ALEXANDRIA, Va. (9/18/15)--Credit unions with under $100 million in assets are now considered “small entities” under the Regulatory Flexibility Act, the National Credit Union Administration board decided Thursday. According to the NCUA, this means that 733 additional federally insured credit unions, and a total of 4,690 federally insured credit unions, are eligible for special consideration regulatory relief in future rulemakings.
The NCUA analyzed a range of metrics, including growth rates for assets, deposits, loans and membership, the ratio of operating costs to assets and merger and liquidation rates, when deciding on the $100 million threshold.
CUNA, in its comment letter on the proposed rule, supported the change, but argued that there are “compelling reasons to set the threshold even higher.
NCUA Chair Debbie Matz said the agency examined raising the threshold to $250 million and $500 million, but an economic analysis showed difficulties.

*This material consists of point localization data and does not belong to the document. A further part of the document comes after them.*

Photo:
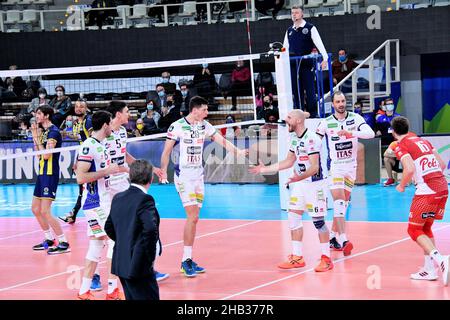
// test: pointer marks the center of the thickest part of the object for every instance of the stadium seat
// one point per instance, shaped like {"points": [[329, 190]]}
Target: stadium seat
{"points": [[313, 3], [12, 16], [139, 11], [331, 3], [189, 9], [29, 16]]}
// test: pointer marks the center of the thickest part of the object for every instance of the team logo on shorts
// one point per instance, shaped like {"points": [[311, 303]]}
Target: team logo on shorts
{"points": [[426, 215]]}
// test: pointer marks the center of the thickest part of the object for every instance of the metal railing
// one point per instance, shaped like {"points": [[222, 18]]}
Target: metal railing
{"points": [[323, 8], [372, 94]]}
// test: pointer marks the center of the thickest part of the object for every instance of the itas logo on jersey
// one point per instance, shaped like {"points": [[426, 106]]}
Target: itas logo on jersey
{"points": [[429, 164], [344, 150]]}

“In today’s credit union system, an asset threshold above $100 million is the logical floor for complex credit unions, and our data analysis shows a threshold under $100 million meets the modern definition of a small credit union,” Matz said. “If we had chosen the same small entity threshold of $550 million as the banking industry is required by law to do, we would have created five times the asset exposure to the National Credit Union Share Insurance Fund.”
The NCUA raised the threshold to $50 million in 2013, with a pledge to re-examine within two years. Going forward the agency will re-examine the threshold every three years, as part of its rolling regulatory review, with the next reconsideration coming in 2018.
The rule will become effective 60 days after its publication in the Federal Register.